-
Younger age population in the sample is more than older age population, as per Kernel Density Distribution in Section 3 Distribution Plots. Two bumps, a global maximum and an almost flat local minimum, indicate that most of the age groups are concentrated around the older and younger middle ages, respectively.
-
Most people have less than 5 auxiliary nodes, also inferred from Section 3 Distribution Plots.
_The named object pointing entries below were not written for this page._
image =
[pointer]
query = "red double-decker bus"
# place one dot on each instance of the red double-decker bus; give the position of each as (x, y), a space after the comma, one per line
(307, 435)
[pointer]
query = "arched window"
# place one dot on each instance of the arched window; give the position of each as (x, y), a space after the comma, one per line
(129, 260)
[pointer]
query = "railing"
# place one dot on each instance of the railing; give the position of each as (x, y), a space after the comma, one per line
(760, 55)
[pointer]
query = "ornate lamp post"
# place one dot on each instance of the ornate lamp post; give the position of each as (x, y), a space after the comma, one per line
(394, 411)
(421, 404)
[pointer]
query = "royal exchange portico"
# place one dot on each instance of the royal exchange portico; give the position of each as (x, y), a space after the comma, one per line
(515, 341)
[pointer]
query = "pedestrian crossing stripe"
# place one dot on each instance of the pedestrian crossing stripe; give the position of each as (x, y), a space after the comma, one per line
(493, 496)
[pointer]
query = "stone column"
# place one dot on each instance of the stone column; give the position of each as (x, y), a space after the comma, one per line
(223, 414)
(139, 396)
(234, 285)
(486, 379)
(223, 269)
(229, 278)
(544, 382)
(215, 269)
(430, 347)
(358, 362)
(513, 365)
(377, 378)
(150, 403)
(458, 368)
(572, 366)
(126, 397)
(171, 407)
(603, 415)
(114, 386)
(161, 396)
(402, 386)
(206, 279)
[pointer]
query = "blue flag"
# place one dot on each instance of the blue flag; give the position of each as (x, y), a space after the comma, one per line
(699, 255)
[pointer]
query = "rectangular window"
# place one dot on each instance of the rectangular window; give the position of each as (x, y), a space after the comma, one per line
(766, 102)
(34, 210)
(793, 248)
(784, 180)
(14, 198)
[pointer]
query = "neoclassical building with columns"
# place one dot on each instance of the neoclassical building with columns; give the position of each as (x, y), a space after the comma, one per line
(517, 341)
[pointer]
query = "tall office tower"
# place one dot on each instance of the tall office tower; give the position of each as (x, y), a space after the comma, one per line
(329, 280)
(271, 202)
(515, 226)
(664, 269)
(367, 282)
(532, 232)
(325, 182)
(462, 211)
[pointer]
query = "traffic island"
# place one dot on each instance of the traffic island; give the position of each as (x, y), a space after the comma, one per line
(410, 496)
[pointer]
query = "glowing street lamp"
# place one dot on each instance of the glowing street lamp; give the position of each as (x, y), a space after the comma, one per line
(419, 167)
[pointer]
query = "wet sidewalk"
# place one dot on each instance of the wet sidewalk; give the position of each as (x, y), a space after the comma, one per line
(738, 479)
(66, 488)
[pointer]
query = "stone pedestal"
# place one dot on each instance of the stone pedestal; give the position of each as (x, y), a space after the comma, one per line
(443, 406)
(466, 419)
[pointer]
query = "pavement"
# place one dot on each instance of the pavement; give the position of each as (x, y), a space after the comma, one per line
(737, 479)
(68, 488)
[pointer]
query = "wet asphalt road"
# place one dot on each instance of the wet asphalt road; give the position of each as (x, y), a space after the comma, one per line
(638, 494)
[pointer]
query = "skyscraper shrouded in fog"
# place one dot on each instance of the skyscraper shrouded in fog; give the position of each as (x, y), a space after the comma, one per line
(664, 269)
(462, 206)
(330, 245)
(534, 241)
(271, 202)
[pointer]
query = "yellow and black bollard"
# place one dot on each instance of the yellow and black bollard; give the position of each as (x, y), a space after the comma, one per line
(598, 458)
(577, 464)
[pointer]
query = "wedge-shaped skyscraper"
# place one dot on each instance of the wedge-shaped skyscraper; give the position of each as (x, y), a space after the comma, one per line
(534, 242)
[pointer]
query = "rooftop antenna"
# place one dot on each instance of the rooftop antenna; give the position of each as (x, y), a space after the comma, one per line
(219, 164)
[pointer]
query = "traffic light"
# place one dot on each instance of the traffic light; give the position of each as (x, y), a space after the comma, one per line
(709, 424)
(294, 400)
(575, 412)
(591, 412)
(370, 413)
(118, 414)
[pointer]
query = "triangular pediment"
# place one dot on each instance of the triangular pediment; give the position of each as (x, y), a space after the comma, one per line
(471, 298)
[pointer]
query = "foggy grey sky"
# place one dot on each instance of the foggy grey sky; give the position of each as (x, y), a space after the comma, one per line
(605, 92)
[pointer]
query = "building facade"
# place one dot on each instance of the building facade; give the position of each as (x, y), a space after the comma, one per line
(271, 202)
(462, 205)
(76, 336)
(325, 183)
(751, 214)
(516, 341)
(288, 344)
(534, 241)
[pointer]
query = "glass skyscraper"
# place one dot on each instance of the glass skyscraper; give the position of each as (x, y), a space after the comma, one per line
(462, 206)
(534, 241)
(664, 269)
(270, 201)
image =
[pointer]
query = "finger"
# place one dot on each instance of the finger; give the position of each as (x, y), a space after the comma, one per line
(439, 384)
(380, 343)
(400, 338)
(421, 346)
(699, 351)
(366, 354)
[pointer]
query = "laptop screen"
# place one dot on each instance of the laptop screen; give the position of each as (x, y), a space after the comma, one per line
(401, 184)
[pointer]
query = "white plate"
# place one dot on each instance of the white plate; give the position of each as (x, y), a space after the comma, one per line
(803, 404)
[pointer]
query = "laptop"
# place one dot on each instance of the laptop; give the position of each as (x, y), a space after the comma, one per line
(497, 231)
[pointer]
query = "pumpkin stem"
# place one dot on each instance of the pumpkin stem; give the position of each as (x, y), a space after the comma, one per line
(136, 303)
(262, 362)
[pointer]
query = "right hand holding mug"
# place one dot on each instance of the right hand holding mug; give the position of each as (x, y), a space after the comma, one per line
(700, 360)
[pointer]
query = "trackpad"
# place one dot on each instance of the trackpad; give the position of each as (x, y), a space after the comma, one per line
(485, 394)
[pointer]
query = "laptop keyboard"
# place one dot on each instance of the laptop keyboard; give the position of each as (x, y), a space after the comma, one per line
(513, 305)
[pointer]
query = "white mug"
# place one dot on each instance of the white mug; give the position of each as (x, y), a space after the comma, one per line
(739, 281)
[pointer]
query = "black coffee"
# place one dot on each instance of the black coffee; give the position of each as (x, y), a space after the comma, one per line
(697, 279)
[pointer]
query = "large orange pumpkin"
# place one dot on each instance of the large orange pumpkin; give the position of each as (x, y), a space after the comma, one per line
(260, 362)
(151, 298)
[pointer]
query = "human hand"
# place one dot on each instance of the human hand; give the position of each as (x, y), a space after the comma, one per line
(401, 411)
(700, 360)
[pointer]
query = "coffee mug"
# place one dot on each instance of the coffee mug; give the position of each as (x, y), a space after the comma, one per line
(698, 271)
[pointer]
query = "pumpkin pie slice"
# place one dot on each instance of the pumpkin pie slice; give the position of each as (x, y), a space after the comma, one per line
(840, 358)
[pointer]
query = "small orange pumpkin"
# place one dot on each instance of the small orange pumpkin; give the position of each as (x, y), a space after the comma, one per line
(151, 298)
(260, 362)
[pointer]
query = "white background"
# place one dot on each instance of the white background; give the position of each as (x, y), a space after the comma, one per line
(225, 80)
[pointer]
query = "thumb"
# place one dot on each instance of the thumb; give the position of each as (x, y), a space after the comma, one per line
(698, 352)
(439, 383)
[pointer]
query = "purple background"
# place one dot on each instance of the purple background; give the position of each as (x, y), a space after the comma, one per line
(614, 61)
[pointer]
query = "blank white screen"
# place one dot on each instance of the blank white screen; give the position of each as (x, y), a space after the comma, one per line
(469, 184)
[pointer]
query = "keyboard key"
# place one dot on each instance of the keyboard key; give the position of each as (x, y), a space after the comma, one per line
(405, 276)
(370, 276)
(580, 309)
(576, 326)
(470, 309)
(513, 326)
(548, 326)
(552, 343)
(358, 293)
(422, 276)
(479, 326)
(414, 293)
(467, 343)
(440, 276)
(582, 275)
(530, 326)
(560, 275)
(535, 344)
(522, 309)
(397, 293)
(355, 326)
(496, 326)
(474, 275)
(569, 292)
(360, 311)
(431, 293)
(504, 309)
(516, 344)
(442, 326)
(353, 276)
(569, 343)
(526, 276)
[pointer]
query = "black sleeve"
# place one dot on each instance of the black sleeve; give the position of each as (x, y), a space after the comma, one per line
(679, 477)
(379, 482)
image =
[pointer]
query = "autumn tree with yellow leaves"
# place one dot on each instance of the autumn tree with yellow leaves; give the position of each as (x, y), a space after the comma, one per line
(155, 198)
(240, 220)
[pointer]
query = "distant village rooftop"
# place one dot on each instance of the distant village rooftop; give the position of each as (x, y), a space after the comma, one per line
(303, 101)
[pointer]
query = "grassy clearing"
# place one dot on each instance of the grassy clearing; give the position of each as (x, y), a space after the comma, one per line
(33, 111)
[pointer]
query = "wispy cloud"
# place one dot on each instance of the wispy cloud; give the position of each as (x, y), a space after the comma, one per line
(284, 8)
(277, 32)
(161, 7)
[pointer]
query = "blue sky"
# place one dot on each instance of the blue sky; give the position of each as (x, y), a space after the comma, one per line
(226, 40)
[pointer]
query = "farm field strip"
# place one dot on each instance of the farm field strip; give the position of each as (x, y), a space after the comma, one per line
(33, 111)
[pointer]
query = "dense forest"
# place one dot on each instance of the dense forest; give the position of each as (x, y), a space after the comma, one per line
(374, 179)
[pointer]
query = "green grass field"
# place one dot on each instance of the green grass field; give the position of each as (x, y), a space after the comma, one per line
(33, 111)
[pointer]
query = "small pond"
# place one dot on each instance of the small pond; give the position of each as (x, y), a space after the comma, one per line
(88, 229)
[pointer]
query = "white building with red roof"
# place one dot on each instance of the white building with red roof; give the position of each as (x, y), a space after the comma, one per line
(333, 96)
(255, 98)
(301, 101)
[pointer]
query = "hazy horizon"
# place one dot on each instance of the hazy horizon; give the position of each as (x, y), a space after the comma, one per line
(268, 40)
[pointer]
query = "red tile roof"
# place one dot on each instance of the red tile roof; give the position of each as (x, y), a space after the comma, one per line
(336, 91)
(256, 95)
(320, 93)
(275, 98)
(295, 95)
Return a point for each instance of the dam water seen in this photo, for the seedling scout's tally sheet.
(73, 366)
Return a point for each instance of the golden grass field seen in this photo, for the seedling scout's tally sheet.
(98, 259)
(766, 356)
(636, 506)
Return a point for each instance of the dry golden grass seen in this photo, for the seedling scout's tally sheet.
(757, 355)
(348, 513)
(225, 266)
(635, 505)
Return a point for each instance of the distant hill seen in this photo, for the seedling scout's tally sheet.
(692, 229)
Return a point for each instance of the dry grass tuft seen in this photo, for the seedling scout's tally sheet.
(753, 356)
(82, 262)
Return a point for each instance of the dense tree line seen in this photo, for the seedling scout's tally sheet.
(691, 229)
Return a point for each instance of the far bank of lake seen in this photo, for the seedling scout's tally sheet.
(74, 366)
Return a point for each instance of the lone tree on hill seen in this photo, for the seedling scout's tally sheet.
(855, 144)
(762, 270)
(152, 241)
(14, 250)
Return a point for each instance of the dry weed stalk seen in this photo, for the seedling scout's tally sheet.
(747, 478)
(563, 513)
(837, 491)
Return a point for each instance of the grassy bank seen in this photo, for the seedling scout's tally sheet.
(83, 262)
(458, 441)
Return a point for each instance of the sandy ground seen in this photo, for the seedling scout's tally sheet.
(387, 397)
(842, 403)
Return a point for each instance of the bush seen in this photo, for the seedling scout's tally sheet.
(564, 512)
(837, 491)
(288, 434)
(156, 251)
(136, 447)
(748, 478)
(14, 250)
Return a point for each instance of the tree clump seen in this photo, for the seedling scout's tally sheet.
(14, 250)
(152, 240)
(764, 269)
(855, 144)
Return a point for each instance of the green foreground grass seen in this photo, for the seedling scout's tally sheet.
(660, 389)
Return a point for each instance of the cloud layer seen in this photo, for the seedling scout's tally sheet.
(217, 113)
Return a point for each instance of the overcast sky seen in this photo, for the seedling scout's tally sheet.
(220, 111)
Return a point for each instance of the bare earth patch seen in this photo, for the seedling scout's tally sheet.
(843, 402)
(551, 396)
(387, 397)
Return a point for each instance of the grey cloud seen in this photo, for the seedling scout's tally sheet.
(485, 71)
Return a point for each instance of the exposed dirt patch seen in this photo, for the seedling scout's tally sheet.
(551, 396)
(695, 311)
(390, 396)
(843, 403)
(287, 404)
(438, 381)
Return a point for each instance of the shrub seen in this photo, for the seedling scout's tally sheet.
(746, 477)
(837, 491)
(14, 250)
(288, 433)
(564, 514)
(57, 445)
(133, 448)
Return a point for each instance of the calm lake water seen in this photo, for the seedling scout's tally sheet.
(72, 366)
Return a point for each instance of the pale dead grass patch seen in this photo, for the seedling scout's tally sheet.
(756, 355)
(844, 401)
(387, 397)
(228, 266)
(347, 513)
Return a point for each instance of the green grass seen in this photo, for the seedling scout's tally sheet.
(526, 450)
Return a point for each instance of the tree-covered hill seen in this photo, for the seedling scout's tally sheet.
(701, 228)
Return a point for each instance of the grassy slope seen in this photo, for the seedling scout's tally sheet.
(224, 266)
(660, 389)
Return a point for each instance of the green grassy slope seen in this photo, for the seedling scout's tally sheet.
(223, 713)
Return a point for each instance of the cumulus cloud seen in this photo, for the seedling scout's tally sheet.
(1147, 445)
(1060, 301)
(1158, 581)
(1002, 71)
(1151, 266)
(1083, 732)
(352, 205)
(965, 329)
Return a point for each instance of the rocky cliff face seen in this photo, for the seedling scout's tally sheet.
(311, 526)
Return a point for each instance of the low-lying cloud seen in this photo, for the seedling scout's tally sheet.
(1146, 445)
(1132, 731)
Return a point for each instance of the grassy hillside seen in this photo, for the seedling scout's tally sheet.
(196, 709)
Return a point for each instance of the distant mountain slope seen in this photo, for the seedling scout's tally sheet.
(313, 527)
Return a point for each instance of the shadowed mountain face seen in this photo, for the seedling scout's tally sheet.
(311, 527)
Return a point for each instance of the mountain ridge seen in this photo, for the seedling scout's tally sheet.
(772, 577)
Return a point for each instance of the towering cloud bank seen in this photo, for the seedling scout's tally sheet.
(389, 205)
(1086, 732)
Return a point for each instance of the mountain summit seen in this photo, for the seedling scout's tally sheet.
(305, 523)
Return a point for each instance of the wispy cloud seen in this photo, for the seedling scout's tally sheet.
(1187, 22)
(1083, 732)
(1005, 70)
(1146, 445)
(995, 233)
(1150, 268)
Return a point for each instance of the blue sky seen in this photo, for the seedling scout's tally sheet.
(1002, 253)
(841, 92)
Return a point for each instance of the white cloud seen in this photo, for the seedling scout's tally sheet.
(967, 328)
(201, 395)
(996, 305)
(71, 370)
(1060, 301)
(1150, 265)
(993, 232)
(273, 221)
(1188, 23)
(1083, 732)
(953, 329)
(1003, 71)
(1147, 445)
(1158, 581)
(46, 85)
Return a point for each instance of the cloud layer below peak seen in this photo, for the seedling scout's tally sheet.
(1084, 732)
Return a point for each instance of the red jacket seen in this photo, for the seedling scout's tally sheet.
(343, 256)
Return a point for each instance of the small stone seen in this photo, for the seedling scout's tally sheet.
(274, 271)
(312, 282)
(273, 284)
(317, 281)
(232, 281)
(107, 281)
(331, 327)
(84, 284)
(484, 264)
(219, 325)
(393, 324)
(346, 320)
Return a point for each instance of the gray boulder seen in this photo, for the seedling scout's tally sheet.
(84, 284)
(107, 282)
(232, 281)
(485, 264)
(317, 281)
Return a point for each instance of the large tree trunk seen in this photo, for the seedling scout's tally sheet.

Also, from the same section, it is found that most people also survive after removal of nodes.
-
The hexagonal density plot in Section 4.1 Viewing Density in Age VS Nodes indicates that: Overall, all age groups most had less than 10 nodes. Between 50 and 60, the number of nodes increased..
-
From Section 6.1 Strip Plot, correlation between Age VS Nodes shows: It is mostly the middle ages that go through such a procedure. Extremely young or old are rare. However, correlation is seen as slightly strong, as observed from colouration scattering. In order to understand if outliers are decreasing correlation, a box plot is drawn in Section 6.2 Box Plot, the observation of which is: The outliers indicate a combination of factors are involved in a non-linear relationship, instead of a simple node and age relationship.
-
According to Section 6.2 Relational Plot of Age VS Nodes with Colouration of Survival Status: Early detection increases survival, at or preferably before early 40s.
-
Looking at heat map in Section 7 Again, Looking at Whole Dataset, survival and node have medium correlation. This can be explained in two ways:
a. Small dataset
b. Medical intervention has positive correlation with survival, but damage induced by node has negative correlation with survival. Hence, the relationship between survival and node is not a straight-forward two-dimensional relationship.
NOTE: For now, no strong demarkation has been observed for linear classification, due to limited factors included as columns in dataset. The demarkations found are slightly strong or medium correlation.